Tren ‘Kabur Aja Dulu’ Menggema, Apa Maknanya?

Jakarta, sustainlifetoday.com – Media sosial kembali diramaikan oleh tren baru, kali ini dengan tagar #KaburAjaDulu yang viral di platform X. Hingga Kamis, 13 Februari 2025, unggahan dengan tagar ini telah mencapai lebih dari 24 ribu kali, mencerminkan kekecewaan masyarakat terhadap kebijakan pemerintah.
Ketika mencari kata kunci ‘Kabur Aja Dulu’ di kolom pencarian X, berbagai keluhan warga Indonesia terkait sejumlah kebijakan terbaru bermunculan. Isu yang paling banyak disoroti meliputi pemutusan hubungan kerja (PHK) di TVRI dan RRI, prediksi kenaikan Uang Kuliah Tunggal (UKT) oleh Kementerian Pendidikan, efisiensi anggaran, hingga pemblokiran anggaran untuk Ibu Kota Nusantara (IKN), yang dianggap menandakan ketidaklancaran proyek ibu kota baru.
Selain keluhan terhadap kebijakan, tagar ini juga dipenuhi dengan ajakan untuk meninggalkan Indonesia demi mencari kehidupan yang lebih baik di luar negeri. Sejumlah warganet mengekspresikan kekecewaan mereka terhadap kondisi dalam negeri.
“Yuk #KaburAjaDulu aja guys, talenta lu di sini ga diapresiasi dan dihargai. Ga akan diliat lu, nepotisme di sini udah mendarah daging. ‘Nasionalisme’ di sini belakangan jadi kerangkeng aja.” tulis Akun @raffimulyaa.
Sementara itu, akun @barengwarga berkomentar, “Memahami #KaburAjaDulu itu soal mencari kehidupan yang lebih baik karena di negara ini apa-apa sulit, kepastian hukum gak jelas, pemerintah ga becus, ekonomi buruk, diperes pajak gede gak dapet apa-apa.”
Baca Juga:
- Ketua IAAI: Pelestarian Cagar Budaya Berkelanjutan Butuh Keterlibatan Banyak Pihak
- Resmi! Ini Jadwal Cuti Bersama Lebaran 2025
- Webinar Internasional Bahas Pentingnya QHSE dalam Produktivitas Konstruksi
Tagar ini semakin meluas setelah muncul kisah seorang kepala desa yang memilih meninggalkan jabatannya demi kembali bekerja di luar negeri. Dodi Romdani, Kepala Desa Sukamulya, Kecamatan Purwadadi, Kabupaten Ciamis, mengundurkan diri pada tahun 2024 dan kembali ke Jepang sebagai pekerja migran Indonesia.

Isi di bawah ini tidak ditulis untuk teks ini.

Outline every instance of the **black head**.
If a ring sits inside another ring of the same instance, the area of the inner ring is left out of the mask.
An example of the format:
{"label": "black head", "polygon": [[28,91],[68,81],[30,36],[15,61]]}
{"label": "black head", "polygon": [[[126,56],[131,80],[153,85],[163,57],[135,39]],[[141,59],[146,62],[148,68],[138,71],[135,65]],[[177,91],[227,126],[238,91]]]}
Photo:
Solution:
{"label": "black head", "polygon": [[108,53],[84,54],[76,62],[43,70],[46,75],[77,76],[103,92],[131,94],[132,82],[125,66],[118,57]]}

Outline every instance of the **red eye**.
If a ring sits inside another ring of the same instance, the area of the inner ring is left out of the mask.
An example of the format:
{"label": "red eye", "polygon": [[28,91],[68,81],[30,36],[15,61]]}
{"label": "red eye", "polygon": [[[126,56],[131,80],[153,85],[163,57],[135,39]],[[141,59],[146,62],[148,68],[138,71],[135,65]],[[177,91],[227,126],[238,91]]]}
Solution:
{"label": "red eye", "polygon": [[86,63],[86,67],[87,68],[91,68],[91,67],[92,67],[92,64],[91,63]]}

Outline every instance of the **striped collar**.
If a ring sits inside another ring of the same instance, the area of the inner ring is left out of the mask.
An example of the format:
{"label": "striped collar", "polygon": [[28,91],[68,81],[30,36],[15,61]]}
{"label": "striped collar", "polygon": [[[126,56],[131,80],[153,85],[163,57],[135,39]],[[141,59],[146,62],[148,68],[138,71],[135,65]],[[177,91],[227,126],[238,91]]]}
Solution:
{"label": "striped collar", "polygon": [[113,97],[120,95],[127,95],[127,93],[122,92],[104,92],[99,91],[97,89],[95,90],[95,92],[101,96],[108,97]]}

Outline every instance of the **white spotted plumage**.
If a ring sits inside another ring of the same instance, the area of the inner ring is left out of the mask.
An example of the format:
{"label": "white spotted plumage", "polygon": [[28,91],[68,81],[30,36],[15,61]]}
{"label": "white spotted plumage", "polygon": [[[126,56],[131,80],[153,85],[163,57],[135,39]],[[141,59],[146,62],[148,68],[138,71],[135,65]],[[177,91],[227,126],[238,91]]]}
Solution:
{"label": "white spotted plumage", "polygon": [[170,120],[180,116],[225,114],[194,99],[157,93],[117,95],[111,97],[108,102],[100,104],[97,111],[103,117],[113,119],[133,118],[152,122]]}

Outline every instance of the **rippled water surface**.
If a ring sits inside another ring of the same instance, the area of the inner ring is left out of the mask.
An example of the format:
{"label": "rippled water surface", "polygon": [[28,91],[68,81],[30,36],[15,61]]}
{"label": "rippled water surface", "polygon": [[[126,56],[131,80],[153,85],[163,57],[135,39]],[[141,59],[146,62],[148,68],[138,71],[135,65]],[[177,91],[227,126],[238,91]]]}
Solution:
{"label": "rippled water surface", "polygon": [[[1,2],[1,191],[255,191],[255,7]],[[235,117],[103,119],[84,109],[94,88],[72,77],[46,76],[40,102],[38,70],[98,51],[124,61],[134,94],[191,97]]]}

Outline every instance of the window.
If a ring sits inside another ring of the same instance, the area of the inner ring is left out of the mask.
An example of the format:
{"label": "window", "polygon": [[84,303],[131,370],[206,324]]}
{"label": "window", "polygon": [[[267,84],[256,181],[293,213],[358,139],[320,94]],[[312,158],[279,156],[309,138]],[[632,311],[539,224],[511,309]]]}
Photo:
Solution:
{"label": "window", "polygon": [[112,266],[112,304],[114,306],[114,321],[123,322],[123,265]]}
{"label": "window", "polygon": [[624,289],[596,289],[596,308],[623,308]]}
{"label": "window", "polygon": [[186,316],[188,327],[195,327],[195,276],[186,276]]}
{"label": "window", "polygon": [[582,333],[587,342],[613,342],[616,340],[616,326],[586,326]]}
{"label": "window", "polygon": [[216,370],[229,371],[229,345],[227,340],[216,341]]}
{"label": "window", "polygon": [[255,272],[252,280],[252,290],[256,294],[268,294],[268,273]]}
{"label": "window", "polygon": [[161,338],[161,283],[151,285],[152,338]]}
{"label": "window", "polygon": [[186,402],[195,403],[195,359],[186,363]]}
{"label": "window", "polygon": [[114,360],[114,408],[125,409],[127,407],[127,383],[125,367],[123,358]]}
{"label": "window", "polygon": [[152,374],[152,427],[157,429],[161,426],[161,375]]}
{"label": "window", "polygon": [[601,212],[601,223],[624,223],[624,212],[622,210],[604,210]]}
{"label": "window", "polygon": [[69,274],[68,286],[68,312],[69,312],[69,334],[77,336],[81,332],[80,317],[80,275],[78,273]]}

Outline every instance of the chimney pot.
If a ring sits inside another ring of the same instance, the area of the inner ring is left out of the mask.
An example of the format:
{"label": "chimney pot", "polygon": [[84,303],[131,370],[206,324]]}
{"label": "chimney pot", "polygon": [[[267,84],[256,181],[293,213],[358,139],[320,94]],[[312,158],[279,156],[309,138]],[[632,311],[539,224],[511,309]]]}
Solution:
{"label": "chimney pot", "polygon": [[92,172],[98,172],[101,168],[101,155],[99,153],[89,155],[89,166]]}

Dodi sebelumnya telah bekerja di Jepang sebelum akhirnya menjabat sebagai kepala desa selama hampir enam tahun. Sesuai perpanjangan masa jabatan yang baru, kepala desa seharusnya menjabat selama delapan tahun. Namun, Dodi memilih untuk kembali merantau sebelum masa jabatannya selesai.
Lebih lanjut, fenomena ini pada dasarnya menjadi cerminan atas ketidakpuasan masyarakat terhadap kondisi sosial, ekonomi, dan pemerintahan di Tanah Air.